# Convertir amplificador valvular Silco 343 en amplificador de guitarra 5F1



## geor16 (Nov 29, 2019)

Hola, como lo dice el titulo, la idea es convertir un amplificador valvular Silco Stereophonic 343 en un amplificador valvular para guitarra basado en el fender Champ 5F1.

El amplificador me lo regalo un amigo que lo estaba por tirar, parece estar bastante bien, todavía no estoy seguro que funcione todo, pero varias partes que fui probando funcionan. Partiendo del esquema y las componentes del amplificador Silco [Figura 1] empecé a buscar algún amplificador para guitarra que sea similar y encontré un esquema llamado “Kalamazoo” que hace una adaptación del fender 5F1 [Figura 2] pero con modificaciones para usar como válvulas de potencia las EL84 que son las que tengo en el Silco.

El proyecto me parece viable, ya que a simple vista las componentes y el esquema son muy similares (El 5F1 tiene un solo canal por lo que tengo sobrada la fuente y el doble de componentes). Pero Tengo algunas dudas puntuales y otras más generales, algunas quizás muy básicas pero es mi primera incursión en el mundo de los equipos valvulares:

*Consulta 1 - El transformador de salida:*

Por lo que pude ver, al amplificador se le habían remplazado los transformadores de salida, y acá me surgen algunas dudas. Primero el estado de los transformadores y luego como conectarlos, ya que estos transformadores de remplazo tienen 3 cables en el primario. Lo transformadores son marca Stilton 0014205 Ultra lineal Simple 6W 5K con tres cables en el primario (se ve que tiene algún punto medio) y en el secundario 3 cableas también, para 4 y 8 ohm.

Sobre el estado de los transformadores, la primera prueba fue medir la resistencia en el primario. Estas me dieron valores distintos entre el central y los dos extremos: 200 ohm y 400 ohm y entre extremos 600 ohm.  Esto por lo que vi, es indicio de que el transformador mal, igualmente me llamo la atención que los dos transformadores de salida me arrojaron los mismos valores en estas mediciones. Luego conecte los extremos del primario a 220V y me dio un voltaje de 9V (con los extremos del secundario la conexión a 8 oh), con lo cual me dice que se cumple la relación de transformación, y además lo tuve una hora conectado y no calentó. Señal de que funciona bien, y dado los resultados ambiguos de las pruebas, no se cual es el estado  los transformadores.

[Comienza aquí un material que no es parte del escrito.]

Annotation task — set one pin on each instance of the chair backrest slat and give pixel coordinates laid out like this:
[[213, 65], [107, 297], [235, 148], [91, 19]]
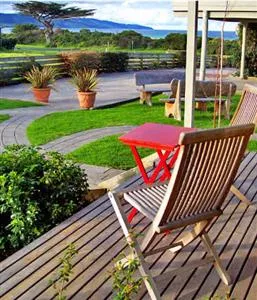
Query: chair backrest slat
[[246, 111], [205, 169]]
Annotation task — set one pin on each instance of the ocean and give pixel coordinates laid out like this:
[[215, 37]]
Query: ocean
[[152, 33]]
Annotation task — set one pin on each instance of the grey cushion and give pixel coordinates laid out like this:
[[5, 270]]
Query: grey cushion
[[158, 76]]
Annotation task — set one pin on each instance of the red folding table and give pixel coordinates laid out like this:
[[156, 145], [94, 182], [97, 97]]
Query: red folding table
[[164, 140]]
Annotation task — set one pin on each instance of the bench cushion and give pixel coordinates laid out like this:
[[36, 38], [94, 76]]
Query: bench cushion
[[172, 100], [154, 89], [158, 76]]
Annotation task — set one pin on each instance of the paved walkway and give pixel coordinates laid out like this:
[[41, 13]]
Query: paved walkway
[[112, 89], [69, 143]]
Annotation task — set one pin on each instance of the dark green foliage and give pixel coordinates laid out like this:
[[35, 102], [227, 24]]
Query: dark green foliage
[[8, 44], [230, 47], [251, 49], [27, 34], [175, 41], [80, 60], [64, 272], [47, 12], [26, 67], [125, 284], [114, 62], [107, 61], [37, 191], [5, 77]]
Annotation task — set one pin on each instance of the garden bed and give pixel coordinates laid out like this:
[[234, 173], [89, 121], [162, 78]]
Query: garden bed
[[10, 103]]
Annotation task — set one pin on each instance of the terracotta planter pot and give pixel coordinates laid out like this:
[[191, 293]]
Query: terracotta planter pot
[[42, 95], [86, 99]]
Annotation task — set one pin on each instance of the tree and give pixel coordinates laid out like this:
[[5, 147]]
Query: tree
[[46, 12], [27, 34], [251, 49]]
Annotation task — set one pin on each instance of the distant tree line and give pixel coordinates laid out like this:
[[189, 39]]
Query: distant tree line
[[128, 39]]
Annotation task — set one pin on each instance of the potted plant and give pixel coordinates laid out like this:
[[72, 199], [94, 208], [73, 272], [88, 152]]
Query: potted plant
[[41, 79], [85, 81]]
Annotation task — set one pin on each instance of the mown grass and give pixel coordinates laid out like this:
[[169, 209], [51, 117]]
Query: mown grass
[[10, 103], [38, 50], [4, 118], [107, 152], [56, 125]]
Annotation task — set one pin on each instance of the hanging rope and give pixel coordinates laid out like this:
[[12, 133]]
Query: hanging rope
[[219, 76]]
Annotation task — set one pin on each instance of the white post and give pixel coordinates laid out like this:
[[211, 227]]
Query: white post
[[191, 62], [204, 45], [242, 65]]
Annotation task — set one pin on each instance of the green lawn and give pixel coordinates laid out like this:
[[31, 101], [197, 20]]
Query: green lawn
[[56, 125], [9, 104], [4, 118], [107, 152], [37, 50]]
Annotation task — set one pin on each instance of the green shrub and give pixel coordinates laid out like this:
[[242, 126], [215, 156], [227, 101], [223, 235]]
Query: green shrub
[[80, 60], [27, 66], [114, 62], [8, 44], [37, 191], [6, 76], [28, 34]]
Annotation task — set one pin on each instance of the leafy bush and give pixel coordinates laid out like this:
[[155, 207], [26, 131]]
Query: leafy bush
[[251, 48], [41, 77], [25, 67], [114, 62], [80, 60], [37, 191], [85, 79], [176, 41], [8, 44], [107, 62], [27, 34], [5, 77]]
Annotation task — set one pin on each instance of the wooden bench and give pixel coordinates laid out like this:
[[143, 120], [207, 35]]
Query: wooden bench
[[146, 82], [205, 92]]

Sobre la conexión, pensaba usar solo los extremos del primario y del secundario y anular los puntos medio, ya que como pude ver se cumple la relación de transformación de 5K ohm a 8 ohm (voy a usar parlante de 8ohm). ¿Está bien esto o puedo estar metiendo la pata en algo?

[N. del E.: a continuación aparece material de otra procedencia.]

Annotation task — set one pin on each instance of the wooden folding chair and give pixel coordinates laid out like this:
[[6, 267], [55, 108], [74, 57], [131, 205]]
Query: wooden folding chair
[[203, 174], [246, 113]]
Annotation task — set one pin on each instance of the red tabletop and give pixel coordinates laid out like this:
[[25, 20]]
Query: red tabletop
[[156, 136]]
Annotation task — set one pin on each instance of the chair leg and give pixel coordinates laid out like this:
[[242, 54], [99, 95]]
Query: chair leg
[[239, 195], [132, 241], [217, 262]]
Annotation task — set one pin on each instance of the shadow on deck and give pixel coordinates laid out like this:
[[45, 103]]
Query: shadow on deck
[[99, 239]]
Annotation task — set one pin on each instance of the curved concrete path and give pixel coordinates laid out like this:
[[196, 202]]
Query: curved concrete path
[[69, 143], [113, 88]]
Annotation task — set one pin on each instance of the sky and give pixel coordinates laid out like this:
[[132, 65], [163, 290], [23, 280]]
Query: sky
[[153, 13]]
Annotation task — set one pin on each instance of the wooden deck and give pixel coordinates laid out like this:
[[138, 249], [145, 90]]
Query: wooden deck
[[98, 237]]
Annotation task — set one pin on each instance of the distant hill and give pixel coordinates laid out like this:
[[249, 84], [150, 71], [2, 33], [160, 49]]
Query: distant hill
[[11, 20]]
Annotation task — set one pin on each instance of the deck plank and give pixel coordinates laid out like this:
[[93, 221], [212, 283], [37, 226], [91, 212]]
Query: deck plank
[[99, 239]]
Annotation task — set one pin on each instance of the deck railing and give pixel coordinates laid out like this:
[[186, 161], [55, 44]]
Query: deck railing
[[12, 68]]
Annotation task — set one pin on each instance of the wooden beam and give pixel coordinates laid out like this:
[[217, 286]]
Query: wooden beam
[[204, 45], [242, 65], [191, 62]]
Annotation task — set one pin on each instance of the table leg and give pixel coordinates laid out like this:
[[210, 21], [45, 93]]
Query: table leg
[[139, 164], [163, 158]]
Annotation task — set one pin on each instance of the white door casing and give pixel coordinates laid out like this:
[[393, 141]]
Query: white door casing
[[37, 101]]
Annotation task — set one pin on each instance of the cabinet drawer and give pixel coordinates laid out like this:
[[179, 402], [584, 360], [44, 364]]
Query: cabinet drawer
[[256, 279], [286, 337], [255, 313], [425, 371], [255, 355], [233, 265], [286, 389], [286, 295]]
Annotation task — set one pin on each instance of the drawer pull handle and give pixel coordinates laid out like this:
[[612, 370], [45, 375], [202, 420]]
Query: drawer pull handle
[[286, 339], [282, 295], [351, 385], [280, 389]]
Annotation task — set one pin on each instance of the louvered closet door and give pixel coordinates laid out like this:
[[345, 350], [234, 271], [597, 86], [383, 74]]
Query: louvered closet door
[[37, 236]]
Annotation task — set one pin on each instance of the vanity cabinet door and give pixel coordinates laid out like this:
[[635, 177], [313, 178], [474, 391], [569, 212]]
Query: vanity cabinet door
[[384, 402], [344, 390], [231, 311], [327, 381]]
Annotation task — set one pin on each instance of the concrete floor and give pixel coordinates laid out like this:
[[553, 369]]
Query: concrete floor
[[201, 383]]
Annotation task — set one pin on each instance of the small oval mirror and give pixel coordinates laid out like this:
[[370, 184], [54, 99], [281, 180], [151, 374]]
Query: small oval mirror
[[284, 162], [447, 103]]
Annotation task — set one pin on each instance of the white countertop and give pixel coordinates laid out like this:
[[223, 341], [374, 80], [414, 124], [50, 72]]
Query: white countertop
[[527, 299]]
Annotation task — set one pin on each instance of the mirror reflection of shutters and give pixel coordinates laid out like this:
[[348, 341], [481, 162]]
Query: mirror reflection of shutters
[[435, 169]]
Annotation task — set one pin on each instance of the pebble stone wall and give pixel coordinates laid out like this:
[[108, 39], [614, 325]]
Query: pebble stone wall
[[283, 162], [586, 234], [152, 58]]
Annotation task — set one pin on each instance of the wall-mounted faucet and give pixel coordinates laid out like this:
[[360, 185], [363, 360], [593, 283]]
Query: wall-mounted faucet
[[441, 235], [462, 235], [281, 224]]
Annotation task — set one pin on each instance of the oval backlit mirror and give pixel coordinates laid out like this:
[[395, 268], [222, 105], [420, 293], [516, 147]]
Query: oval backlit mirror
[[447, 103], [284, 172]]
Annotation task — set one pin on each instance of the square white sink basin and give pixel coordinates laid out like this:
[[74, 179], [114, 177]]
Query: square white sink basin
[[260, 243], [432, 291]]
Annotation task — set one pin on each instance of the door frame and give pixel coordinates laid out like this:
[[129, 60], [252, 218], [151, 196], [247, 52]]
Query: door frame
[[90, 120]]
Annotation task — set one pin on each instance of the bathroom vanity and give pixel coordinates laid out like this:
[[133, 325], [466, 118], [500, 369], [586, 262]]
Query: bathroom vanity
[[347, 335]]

Otra cosa que me llamo la atención y me causo un poco de preocupación, toque con el busca-polo la carcasa del transformador cuando estaba el primario conectado a 220V y predio la lampara. Medí continuidad entre todos los cables del transformador con la carcasa y me da infinito o sea que no esta tocando nada. ¿Me tengo que preocupar?

*Consulta 2 - La fuente de alimentación:*

Sobre la fuente de alimentación, pensaba usar la del silco. Incluyendo el transformador, los diodos, los capacitores dobles de 50uF 350V y una resistencia de 200 ohm que parece ser para bajar la tensión. O Sea dejar la fuente del amplificador Silco tal cual esta. Esto creo que estaría bien, pero me surge una duda, en el esquema del 5F1 [Figura 2], que es el que voy a realizar, existen unos capacitores: C4c, C4b y C4a de 10 uF, 10 uF y 20uF respectivamente, los cuales los iba a remplazar con los que usa el Silco en ese mismo lugar que son de 50uF ¿Tendré algún problema con esto?

*Otras dudas:*

¿Para testar el amplificador puedo usar una lámpara en serie? ¿De cuanta potencia tendría que ser?
¿Se puede probar en vació (sin conectar el parlante) para medir que pasa en las salidas y no volar el parlante? Tengo entendido que en los valvulares no es conveniente, en ese caso si existe alguna sugerencia.
El amplificador tiene una salida de 5W ¿Puedo conectarle un parlate de un amplificador de 50W de 12 pulgadas o voy a tener algún problema por la diferencia de potencias entre la salida y el parlante?
Eso es todo los que se me ocurre para arrancar, Disculpen la extensión, pero intente describir la situación con la mayor precisión. Desde ya muchas gracias.


----------



## geor16 (Nov 30, 2019)

Seguí investigando un poco mas y resulta que algunos transformadores de audio tiene el punto central del primario, no tan central, como por ejemplo este que encontré: Hammond 1760C [Figura 3]. Esto me hace pensar que los transformadores de salida pueden estar en buen estado. 
El problema ahora es si puedo utilizar el trafo que tengo actualmente que es ultralineal y tiene un punto central en el primario [Figura 4] cuando yo necesito uno que no tenga punto central. 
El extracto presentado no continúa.